‘Silly, Stupid, Sophomoric, and Even Dumb’
Today I sent a NY Times article to the Child (I do this kind of thing with annoying frequency.) Her reply? ‘Write a blog post about it.’ (She’s been urging me to get off my FB-trolling butt and do this Blog Thing for ages.) So, if you made it this far, you are reading the blog post. And if you’d like to go further, here is the article, subtitled ‘Surprising, Scandalous, Serious, Even Inspiring’:
‘Apps for Sharing Secrets and Gossip’
But wait! Before you leave my first ‘real’ post, let me summarize. And editorialize. The article is about some cool new apps that do all kinds of tasks that you didn’t know needed to be done. One of them, Secret, according to the Times, ‘encourages airing information or feelings that might not otherwise be shared’.
Another, Whisper, lets you let the world know that you are feeling ‘lonely’ today. Or that you ‘stole the last piece of pie’.
Last, and perhaps least, is Random, which chooses ‘random’ articles for you to read based on a keyword you click. Even the Times thinks this one can ‘get a little tiresome’. Want more? Randid sends you random photo images. And my favorite? It’s got to be Godus. This app lets you ‘play God, managing the population of a strange world, sculpting the landscape around your worshippers…etc., etc.’ It’s ‘free and fascinating’.
What I find fascinating is all the smarts being used up on apps. In the Olden Days, all the best and brightest went into medicine (or law or politics, but don’t get me started). Now it seems that the Cream of the Ivy Crop is being skimmed for app design.
Which leads me to lutheranliar’s question for the day: does the world really need another app? True, there are some really useful ones (banking, travel, and yes, the New York Times) poised for action on my own home screen. And, yes, I have been known to channel my inner Alec Baldwin through Words with Friends.

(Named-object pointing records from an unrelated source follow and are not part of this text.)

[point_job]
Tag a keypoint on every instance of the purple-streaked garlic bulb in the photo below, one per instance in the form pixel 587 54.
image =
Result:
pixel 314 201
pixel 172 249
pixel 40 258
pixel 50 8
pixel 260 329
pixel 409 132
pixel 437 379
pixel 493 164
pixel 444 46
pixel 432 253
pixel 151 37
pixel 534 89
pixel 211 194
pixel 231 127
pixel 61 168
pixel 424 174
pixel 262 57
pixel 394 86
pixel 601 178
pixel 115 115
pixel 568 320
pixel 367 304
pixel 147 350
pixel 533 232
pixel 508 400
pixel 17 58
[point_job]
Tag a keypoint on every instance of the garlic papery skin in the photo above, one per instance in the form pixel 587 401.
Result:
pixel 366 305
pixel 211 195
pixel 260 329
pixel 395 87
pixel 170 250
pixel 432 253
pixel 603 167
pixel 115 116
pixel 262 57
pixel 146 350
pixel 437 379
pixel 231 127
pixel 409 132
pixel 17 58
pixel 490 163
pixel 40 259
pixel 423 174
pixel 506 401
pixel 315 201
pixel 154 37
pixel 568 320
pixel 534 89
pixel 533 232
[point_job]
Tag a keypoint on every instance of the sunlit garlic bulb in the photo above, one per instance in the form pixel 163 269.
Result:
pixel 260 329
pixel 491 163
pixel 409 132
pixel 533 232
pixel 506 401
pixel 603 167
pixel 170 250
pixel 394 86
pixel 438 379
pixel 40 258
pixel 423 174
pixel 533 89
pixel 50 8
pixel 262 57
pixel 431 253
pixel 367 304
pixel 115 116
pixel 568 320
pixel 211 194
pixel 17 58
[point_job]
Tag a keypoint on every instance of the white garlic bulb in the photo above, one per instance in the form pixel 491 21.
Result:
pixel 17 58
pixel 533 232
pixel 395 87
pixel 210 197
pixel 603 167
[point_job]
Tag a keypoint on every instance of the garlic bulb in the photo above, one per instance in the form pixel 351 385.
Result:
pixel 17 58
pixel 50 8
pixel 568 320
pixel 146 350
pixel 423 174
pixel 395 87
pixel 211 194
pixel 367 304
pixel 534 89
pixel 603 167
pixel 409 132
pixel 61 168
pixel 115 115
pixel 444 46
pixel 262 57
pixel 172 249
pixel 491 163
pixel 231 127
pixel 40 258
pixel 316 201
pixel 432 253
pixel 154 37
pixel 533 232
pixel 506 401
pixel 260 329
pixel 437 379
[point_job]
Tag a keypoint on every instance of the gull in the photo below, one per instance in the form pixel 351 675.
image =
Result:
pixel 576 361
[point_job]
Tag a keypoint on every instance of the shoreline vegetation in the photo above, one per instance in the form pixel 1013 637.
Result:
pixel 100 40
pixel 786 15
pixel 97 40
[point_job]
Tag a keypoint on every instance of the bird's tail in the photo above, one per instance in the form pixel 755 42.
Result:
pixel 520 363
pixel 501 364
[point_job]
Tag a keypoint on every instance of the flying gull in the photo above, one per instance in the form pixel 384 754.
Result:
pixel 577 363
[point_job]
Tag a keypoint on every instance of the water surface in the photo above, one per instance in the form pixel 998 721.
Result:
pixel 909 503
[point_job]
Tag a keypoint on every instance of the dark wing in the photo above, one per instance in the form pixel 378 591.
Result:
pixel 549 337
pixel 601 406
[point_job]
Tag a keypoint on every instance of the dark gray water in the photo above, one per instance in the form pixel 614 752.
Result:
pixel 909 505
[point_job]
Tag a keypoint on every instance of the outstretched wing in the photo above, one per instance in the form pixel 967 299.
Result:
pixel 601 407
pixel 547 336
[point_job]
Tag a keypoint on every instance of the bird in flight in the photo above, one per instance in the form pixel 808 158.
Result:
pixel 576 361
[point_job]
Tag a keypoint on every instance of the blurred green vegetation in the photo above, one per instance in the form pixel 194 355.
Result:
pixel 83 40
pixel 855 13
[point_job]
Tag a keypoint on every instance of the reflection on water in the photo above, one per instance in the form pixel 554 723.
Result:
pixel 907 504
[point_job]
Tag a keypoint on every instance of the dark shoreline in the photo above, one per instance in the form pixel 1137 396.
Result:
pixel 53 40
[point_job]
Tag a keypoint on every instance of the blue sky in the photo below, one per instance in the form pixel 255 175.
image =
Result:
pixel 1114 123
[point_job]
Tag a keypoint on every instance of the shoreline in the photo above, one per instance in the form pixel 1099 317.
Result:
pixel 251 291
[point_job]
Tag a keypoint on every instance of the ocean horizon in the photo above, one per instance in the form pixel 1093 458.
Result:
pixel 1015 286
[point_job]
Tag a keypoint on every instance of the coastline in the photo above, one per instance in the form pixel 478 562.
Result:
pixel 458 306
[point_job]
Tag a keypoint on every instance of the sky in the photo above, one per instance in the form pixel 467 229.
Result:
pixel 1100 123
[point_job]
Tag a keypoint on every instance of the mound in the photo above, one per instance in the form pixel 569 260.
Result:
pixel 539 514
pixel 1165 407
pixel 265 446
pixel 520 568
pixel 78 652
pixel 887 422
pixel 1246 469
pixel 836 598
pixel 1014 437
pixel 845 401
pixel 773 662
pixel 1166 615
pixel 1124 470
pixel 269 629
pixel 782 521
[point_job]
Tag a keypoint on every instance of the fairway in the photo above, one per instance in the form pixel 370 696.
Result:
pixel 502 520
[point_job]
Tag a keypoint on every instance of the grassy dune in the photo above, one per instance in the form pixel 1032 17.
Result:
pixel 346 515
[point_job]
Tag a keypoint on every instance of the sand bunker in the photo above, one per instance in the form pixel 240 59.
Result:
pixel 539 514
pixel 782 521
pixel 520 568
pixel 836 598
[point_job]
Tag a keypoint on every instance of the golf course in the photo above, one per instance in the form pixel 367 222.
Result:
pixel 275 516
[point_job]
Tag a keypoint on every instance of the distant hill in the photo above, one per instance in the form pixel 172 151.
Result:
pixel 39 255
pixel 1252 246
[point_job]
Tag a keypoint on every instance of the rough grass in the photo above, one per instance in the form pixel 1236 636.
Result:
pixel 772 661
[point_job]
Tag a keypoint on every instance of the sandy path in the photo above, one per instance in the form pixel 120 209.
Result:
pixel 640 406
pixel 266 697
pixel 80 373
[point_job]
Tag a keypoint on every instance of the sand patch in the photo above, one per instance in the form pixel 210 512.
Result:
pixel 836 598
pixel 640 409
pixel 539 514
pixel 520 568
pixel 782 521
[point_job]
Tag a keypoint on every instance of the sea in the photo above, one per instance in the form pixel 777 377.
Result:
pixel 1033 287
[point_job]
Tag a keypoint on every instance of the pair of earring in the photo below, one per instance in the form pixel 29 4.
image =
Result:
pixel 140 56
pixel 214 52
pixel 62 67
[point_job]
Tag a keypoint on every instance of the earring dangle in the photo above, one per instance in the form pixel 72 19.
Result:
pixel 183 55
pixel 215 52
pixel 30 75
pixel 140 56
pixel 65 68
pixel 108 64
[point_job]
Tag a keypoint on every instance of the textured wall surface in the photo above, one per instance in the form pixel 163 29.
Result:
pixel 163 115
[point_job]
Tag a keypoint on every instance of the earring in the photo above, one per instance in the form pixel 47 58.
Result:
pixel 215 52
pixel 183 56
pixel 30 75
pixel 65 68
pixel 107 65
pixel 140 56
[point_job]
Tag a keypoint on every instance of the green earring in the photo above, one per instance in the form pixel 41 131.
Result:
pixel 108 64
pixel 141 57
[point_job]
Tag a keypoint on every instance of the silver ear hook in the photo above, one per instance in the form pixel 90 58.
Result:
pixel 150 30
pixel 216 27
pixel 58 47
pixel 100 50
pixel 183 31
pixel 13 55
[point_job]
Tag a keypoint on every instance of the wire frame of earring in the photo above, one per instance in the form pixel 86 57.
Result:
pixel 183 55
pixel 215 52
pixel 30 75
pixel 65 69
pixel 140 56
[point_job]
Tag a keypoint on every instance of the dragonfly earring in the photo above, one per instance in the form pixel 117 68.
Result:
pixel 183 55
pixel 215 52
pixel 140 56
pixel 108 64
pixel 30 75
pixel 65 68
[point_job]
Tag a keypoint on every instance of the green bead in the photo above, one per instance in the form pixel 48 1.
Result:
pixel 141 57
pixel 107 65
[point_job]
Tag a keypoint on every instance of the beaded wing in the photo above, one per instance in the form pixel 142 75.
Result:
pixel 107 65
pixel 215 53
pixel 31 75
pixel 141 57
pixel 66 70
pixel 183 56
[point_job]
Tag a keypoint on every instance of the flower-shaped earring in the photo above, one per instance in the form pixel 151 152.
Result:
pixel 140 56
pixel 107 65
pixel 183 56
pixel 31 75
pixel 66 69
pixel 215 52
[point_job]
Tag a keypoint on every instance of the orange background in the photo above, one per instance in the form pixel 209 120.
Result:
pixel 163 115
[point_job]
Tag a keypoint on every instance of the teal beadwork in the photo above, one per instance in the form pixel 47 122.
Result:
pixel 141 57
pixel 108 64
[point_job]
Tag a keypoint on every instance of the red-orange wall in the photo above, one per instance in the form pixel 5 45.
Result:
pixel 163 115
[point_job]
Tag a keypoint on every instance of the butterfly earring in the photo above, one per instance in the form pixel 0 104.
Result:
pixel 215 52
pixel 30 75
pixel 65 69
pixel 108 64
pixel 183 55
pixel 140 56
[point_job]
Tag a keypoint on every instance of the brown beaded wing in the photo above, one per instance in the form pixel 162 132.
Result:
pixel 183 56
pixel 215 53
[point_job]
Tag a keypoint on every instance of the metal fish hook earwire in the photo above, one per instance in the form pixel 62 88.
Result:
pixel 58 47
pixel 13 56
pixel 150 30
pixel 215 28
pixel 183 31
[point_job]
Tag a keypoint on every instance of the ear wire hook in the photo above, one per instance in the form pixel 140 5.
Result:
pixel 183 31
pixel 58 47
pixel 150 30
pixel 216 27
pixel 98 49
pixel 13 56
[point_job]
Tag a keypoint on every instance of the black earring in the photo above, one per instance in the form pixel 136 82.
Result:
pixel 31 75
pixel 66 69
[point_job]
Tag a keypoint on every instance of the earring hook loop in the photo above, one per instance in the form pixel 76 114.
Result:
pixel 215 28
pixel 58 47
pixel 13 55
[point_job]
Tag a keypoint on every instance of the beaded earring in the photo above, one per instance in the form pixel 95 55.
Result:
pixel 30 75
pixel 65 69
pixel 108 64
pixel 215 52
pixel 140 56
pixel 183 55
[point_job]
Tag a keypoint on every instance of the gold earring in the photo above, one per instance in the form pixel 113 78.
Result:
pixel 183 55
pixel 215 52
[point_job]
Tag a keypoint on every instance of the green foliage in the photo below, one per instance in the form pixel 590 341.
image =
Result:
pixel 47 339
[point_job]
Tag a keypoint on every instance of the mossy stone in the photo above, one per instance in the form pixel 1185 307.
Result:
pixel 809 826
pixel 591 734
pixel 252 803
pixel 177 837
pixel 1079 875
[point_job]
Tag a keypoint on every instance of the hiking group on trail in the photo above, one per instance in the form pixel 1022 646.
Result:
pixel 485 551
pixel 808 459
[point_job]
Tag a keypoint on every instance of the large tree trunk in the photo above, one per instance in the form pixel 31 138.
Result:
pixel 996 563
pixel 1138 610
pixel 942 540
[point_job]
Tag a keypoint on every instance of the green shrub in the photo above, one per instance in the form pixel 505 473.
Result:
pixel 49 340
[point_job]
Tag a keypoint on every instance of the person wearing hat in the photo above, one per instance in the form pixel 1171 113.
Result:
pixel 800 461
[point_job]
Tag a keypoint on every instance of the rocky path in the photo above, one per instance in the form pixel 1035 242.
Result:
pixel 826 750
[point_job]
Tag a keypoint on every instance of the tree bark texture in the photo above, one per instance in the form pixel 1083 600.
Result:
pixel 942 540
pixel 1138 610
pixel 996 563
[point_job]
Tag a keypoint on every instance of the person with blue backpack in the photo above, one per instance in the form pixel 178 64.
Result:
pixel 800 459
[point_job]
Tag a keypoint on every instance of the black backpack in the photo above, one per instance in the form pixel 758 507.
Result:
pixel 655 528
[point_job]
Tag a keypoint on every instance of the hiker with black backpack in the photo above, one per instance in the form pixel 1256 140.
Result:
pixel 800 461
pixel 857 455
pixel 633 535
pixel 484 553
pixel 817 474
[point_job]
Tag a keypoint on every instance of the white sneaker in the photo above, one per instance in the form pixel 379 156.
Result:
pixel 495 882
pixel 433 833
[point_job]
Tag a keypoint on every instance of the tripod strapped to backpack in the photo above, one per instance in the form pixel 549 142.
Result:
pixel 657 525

But, to summarize as well as editorialize, let me say that I’d happily change my mind about the App Brain Drain if Ms./Mr. Recent MIT Grad came up with apps like Cure My Cancer or FluBeGone. Instead, what do we get? Yo*.
So, what do you think?
*‘Yo, One-Word Messaging App, Is Valued at Up to $10 Million’
(Post above written August 14, 2014. Added bit below written today: March 9, 2015) —
As if all this weren’t brain-draining enough, this just in, also from the New York Times. A story about a new app called Yik Yak that allows people (students mostly) to share nasty remarks (racist, sexist, etc. etc.) with each other — anonymously. So said nasty stuff can’t be traced back to the remarker. Great! Nastiness without accountability!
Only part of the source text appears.